All that accomplished was getting McCain a little more bad press.

Right now, the four-corner politics of Paulson's Big Bailout is working for the Democrats. That will give Obama a little momentum leading into Friday's debate.

Sunday, September 21, 2008

Paulson on the Bailout: A Trillion Here, A Trillion Now

The Bush administration has asked for $700 billion over the next two years to buy up the bad debt of the many regular banks, investment banks, insurance companies, and other entities who have goofed up the economy. I wouldn't be surprised if that turned into a trillion before everything is done.

Of course, everybody on the left, right, and in the middle recognizes the need for some form of system remedy for the crisis that's enveloped the financial sector. Whites get it. Blacks get it. So do Republicans and Democrats, the young and old, and rich and poor. Everybody gets it. I think I even hear one of the Caric family cats meowing about "comprehensive solutions."

America has achieved the kind of consensus that hasn't been seen since 9-11.

But the Bush administration is still managing to turn the Wall Street Rescue Plan into a partisan exercise.

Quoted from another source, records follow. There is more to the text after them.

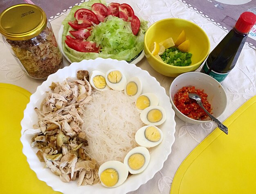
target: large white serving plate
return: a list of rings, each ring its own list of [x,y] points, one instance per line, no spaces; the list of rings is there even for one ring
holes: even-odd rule
[[[67,56],[66,55],[65,53],[64,52],[63,50],[63,48],[62,47],[62,34],[63,34],[63,31],[64,26],[63,25],[61,25],[61,28],[60,29],[60,30],[58,31],[58,46],[60,49],[61,49],[61,52],[62,53],[63,56],[65,57],[66,59],[70,63],[72,63],[70,60],[68,58]],[[133,59],[132,59],[131,61],[129,62],[129,63],[132,63],[133,64],[137,64],[145,56],[145,53],[144,52],[144,50],[143,50],[138,55],[136,56]]]
[[[113,68],[122,70],[128,79],[133,77],[139,77],[143,84],[143,93],[150,92],[158,96],[159,105],[164,108],[167,117],[165,122],[159,126],[164,134],[163,141],[158,146],[151,149],[150,161],[146,169],[140,174],[130,176],[119,187],[113,188],[106,188],[100,183],[94,185],[78,187],[76,181],[63,182],[60,179],[59,176],[54,175],[49,169],[44,168],[44,163],[40,162],[36,155],[38,149],[32,148],[30,146],[33,136],[24,133],[25,130],[33,128],[33,124],[36,123],[38,121],[34,108],[40,107],[41,101],[45,96],[45,92],[50,90],[49,86],[52,82],[61,82],[68,77],[74,78],[78,70],[86,70],[90,73],[94,70],[106,72]],[[124,107],[124,110],[125,111],[125,107]],[[162,168],[164,163],[171,152],[171,146],[175,140],[175,113],[165,89],[147,71],[125,61],[98,58],[94,60],[83,60],[80,62],[73,63],[70,66],[58,70],[56,73],[49,75],[46,81],[38,87],[36,92],[30,97],[30,101],[24,113],[24,117],[21,123],[22,129],[20,140],[23,146],[22,152],[27,157],[30,168],[36,172],[38,179],[45,182],[54,190],[65,194],[113,194],[126,193],[135,190],[140,185],[152,179]]]

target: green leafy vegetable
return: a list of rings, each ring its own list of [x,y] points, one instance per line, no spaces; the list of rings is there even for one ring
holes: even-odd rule
[[[174,46],[167,48],[160,57],[164,63],[174,66],[189,66],[191,63],[191,53],[183,53]]]
[[[124,22],[116,17],[109,16],[105,22],[101,22],[95,26],[88,40],[96,42],[97,46],[100,46],[101,52],[99,53],[78,52],[70,48],[65,44],[65,36],[71,35],[69,31],[74,30],[68,22],[75,20],[74,13],[81,8],[91,10],[92,5],[95,3],[106,5],[105,1],[101,0],[92,0],[85,2],[72,8],[62,22],[64,29],[62,44],[65,55],[72,62],[79,62],[83,59],[94,59],[98,57],[130,61],[143,50],[144,34],[147,29],[147,22],[142,20],[140,20],[140,27],[136,36],[132,34],[130,22]]]

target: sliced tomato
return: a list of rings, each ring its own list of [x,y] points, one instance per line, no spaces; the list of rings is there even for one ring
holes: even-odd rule
[[[130,21],[131,26],[132,27],[132,31],[135,35],[137,35],[140,26],[140,21],[137,16],[134,15],[132,17],[132,19]]]
[[[123,3],[119,6],[119,17],[126,21],[129,21],[134,15],[133,9],[130,5]]]
[[[88,29],[88,28],[89,29]],[[70,31],[70,33],[77,39],[87,39],[91,35],[90,30],[92,28],[82,28],[76,31]]]
[[[70,26],[76,30],[79,30],[81,28],[88,28],[92,26],[91,24],[90,25],[86,24],[79,24],[76,20],[73,22],[70,21],[68,23]]]
[[[79,42],[82,42],[84,41],[83,39],[76,39],[75,38],[72,38],[69,35],[66,35],[66,38],[67,40],[72,41],[75,43],[79,43]]]
[[[78,52],[83,53],[99,53],[99,47],[96,47],[96,43],[92,41],[83,41],[76,43],[71,40],[66,40],[65,42],[67,46]]]
[[[108,9],[102,3],[94,3],[92,5],[92,11],[97,16],[100,22],[103,22],[104,20],[108,16]]]
[[[91,26],[92,23],[96,24],[99,24],[99,21],[95,14],[87,9],[78,9],[74,16],[77,20],[78,24],[83,24]]]
[[[108,15],[113,15],[113,16],[119,17],[119,6],[118,3],[111,3],[108,5]]]

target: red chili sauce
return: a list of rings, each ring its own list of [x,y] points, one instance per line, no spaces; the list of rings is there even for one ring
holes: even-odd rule
[[[195,120],[203,120],[208,116],[195,100],[189,98],[189,93],[195,93],[200,96],[204,107],[209,112],[212,113],[211,104],[207,99],[208,95],[204,93],[204,90],[201,91],[192,86],[183,87],[174,95],[174,104],[182,114]]]

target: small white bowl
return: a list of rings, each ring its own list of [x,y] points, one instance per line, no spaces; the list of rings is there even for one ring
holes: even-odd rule
[[[179,75],[175,78],[170,87],[170,98],[176,115],[185,122],[193,124],[200,124],[211,121],[209,117],[203,121],[195,120],[183,115],[176,107],[173,100],[178,90],[184,86],[195,86],[196,89],[204,90],[208,95],[207,97],[212,108],[212,115],[219,118],[227,108],[227,98],[223,87],[215,79],[200,72],[188,72]]]

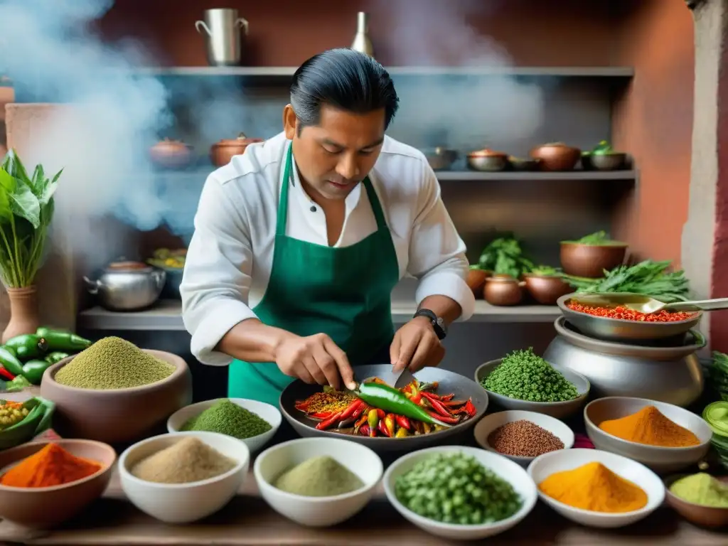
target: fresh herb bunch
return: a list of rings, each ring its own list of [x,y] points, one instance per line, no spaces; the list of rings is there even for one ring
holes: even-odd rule
[[[462,452],[420,461],[397,478],[395,496],[423,518],[460,525],[500,521],[523,505],[510,483]]]
[[[562,274],[561,278],[579,293],[630,292],[654,298],[665,303],[687,301],[690,285],[685,273],[670,272],[670,260],[645,260],[633,266],[618,266],[605,271],[603,279],[585,279]]]
[[[49,179],[39,165],[28,177],[15,150],[5,156],[0,168],[0,277],[6,286],[20,288],[35,280],[62,172]]]
[[[518,279],[533,267],[534,263],[524,255],[521,242],[509,236],[491,241],[483,250],[477,269]]]
[[[565,402],[579,396],[577,387],[534,353],[533,347],[506,355],[480,384],[491,392],[529,402]]]

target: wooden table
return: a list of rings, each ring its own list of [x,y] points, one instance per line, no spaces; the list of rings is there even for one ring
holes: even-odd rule
[[[252,472],[225,508],[195,523],[171,526],[130,504],[116,474],[103,498],[63,528],[31,531],[0,522],[0,545],[45,546],[440,546],[467,544],[430,536],[403,519],[381,488],[357,515],[336,527],[302,527],[274,512],[260,497]],[[472,544],[472,543],[471,543]],[[489,546],[725,546],[728,534],[700,529],[668,508],[627,529],[581,527],[541,503],[513,529],[488,539]]]

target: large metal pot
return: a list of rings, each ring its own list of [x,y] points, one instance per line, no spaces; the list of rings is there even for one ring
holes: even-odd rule
[[[136,311],[149,307],[162,293],[166,274],[137,261],[116,261],[99,272],[95,280],[84,277],[89,293],[111,311]]]
[[[695,352],[705,340],[697,331],[676,346],[646,346],[590,338],[563,317],[556,319],[554,327],[558,336],[544,358],[589,379],[593,397],[628,396],[684,408],[703,392],[703,370]]]

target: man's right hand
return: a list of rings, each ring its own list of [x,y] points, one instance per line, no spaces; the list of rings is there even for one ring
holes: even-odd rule
[[[354,371],[344,352],[325,333],[287,337],[276,349],[275,363],[287,376],[305,383],[355,389]]]

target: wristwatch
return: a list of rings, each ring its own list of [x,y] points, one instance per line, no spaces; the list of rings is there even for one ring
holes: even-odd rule
[[[435,329],[435,333],[437,335],[438,339],[445,339],[445,336],[448,335],[448,327],[445,325],[445,321],[441,317],[438,317],[429,309],[417,309],[417,312],[414,314],[413,318],[416,318],[417,317],[427,317],[430,319],[430,322],[432,323],[432,328]]]

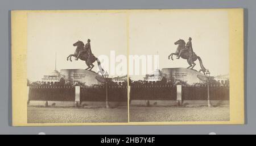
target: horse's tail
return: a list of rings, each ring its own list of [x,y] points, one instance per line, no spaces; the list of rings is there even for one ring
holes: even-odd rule
[[[101,67],[101,62],[100,61],[100,60],[98,60],[98,58],[96,58],[97,62],[98,63],[98,69],[100,72],[104,72],[104,69]]]
[[[202,69],[201,70],[204,73],[207,71],[207,69],[204,68],[204,65],[203,65],[203,61],[201,59],[200,57],[197,56],[197,59],[199,60],[199,62],[200,63],[200,66],[201,66],[201,69]]]

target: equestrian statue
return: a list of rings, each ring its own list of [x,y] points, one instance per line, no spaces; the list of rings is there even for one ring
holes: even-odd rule
[[[204,73],[204,74],[205,75],[205,72],[207,69],[204,68],[203,65],[203,61],[201,59],[200,57],[197,56],[196,53],[193,51],[193,48],[192,45],[192,38],[189,37],[188,39],[188,41],[185,43],[185,41],[182,39],[179,39],[175,43],[174,43],[175,45],[178,45],[177,47],[177,49],[175,53],[171,53],[168,56],[168,59],[171,59],[174,60],[172,59],[172,56],[174,55],[177,56],[177,59],[179,59],[181,57],[183,59],[187,59],[187,61],[188,62],[189,66],[187,68],[188,69],[193,69],[193,68],[196,66],[196,63],[195,61],[196,60],[199,60],[199,62],[200,64],[201,69],[199,70],[199,72],[202,71]]]

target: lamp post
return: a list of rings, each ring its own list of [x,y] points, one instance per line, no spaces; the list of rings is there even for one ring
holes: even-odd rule
[[[105,86],[106,86],[106,108],[109,109],[109,99],[108,96],[108,81],[109,78],[109,74],[108,73],[108,72],[106,71],[106,72],[104,73],[104,77],[105,79],[106,79],[105,82]]]
[[[208,107],[212,107],[212,104],[210,103],[210,91],[209,90],[209,79],[210,77],[210,72],[207,69],[206,72],[206,76],[207,78],[207,103],[208,105]]]

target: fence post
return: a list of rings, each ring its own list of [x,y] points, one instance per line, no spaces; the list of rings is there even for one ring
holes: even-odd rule
[[[80,86],[75,86],[75,106],[78,107],[80,102]]]
[[[182,105],[181,85],[177,85],[177,106]]]
[[[29,97],[29,95],[30,95],[30,86],[27,86],[27,105],[30,105],[30,97]]]

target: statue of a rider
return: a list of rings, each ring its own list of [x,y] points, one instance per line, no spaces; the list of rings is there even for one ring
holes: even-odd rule
[[[87,40],[87,43],[84,46],[84,49],[79,51],[79,53],[77,56],[76,57],[76,59],[75,59],[76,60],[78,60],[79,59],[79,57],[81,55],[82,55],[83,53],[85,53],[86,51],[88,51],[88,59],[90,59],[90,57],[92,56],[92,50],[90,49],[90,40],[89,39],[88,39]]]
[[[179,54],[179,56],[177,57],[177,59],[179,59],[180,57],[180,55],[181,55],[182,52],[184,51],[188,51],[188,53],[189,55],[189,59],[191,59],[191,58],[193,56],[193,48],[192,45],[192,38],[189,37],[188,38],[188,41],[186,45],[185,45],[184,49],[181,49],[180,51],[180,53]]]

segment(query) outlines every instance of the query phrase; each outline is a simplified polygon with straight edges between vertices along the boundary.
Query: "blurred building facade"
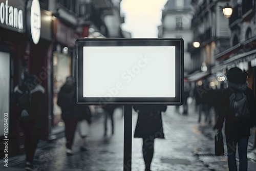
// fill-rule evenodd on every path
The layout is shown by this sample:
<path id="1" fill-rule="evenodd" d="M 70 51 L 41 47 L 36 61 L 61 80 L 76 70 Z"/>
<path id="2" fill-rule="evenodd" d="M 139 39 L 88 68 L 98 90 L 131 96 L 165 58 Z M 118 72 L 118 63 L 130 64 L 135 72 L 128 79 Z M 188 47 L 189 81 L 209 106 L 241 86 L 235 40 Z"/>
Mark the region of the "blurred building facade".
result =
<path id="1" fill-rule="evenodd" d="M 178 37 L 184 40 L 184 75 L 192 69 L 188 43 L 192 39 L 191 17 L 193 11 L 189 1 L 168 0 L 162 10 L 162 25 L 158 27 L 158 37 Z"/>
<path id="2" fill-rule="evenodd" d="M 58 93 L 68 76 L 74 76 L 74 41 L 78 38 L 124 37 L 121 0 L 1 0 L 1 112 L 8 113 L 13 155 L 24 148 L 24 135 L 10 109 L 14 88 L 33 74 L 46 89 L 44 139 L 63 134 Z M 3 105 L 2 105 L 3 104 Z M 2 116 L 1 115 L 1 116 Z M 4 120 L 4 116 L 0 120 Z M 2 121 L 1 121 L 2 122 Z M 0 132 L 3 152 L 4 125 Z M 2 155 L 1 154 L 1 155 Z"/>

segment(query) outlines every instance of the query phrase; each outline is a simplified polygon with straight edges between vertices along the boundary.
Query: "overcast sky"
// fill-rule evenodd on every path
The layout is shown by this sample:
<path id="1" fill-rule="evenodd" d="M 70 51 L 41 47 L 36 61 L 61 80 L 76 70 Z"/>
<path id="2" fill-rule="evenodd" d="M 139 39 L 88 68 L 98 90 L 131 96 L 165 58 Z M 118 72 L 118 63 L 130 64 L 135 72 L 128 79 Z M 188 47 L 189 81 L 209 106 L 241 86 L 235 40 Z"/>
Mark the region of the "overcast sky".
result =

That's because they insist on just handing over $700 billion to Secretary of Treasury Henry Paulson to spend as he sees fit. The three page bill defines the Secretary of Treasury's breathtaking new powers in two brief little clauses.
Sec. 2. Purchases of Mortgage-Related Assets

(a) Authority to Purchase.--The Secretary is authorized to purchase, and to make and fund commitments to purchase, on such terms and conditions as determined by
the Secretary, mortgage-related assets from any financial institution having its
headquarters in the United States.

(b) Necessary Actions.--The Secretary is authorized to take such actions as the Secretary deems necessary to carry out the authorities in this Act, including, without limitation:

That's it. There's no oversight, no process for evaluation and dispersement of money, no requirements to meet for the companies that get the money. The Secretary of Treasury has complete discretion from which there is no appeal of any sort.
Sec. 8. Review.
Decisions by the Secretary pursuant to the authority of this Act are non-reviewable and committed to agency discretion, and may not be reviewed by any court of law or any administrative agency.
In other words, the Secretary of Treasury wants to be able to play with $700 billion without any kind of checks and balances.

And the Secretary doesn't want his authority tainted by any measures that the Democrats would want that would create oversight structures, help homebuyers or hold the financial executives who created the crisis.

As the Bush administration puts it, they want a "clean bill" that only includes what they want.

And they want it now.

Perhaps they should try this slogan--"A Trillion Here, A Trillion Now."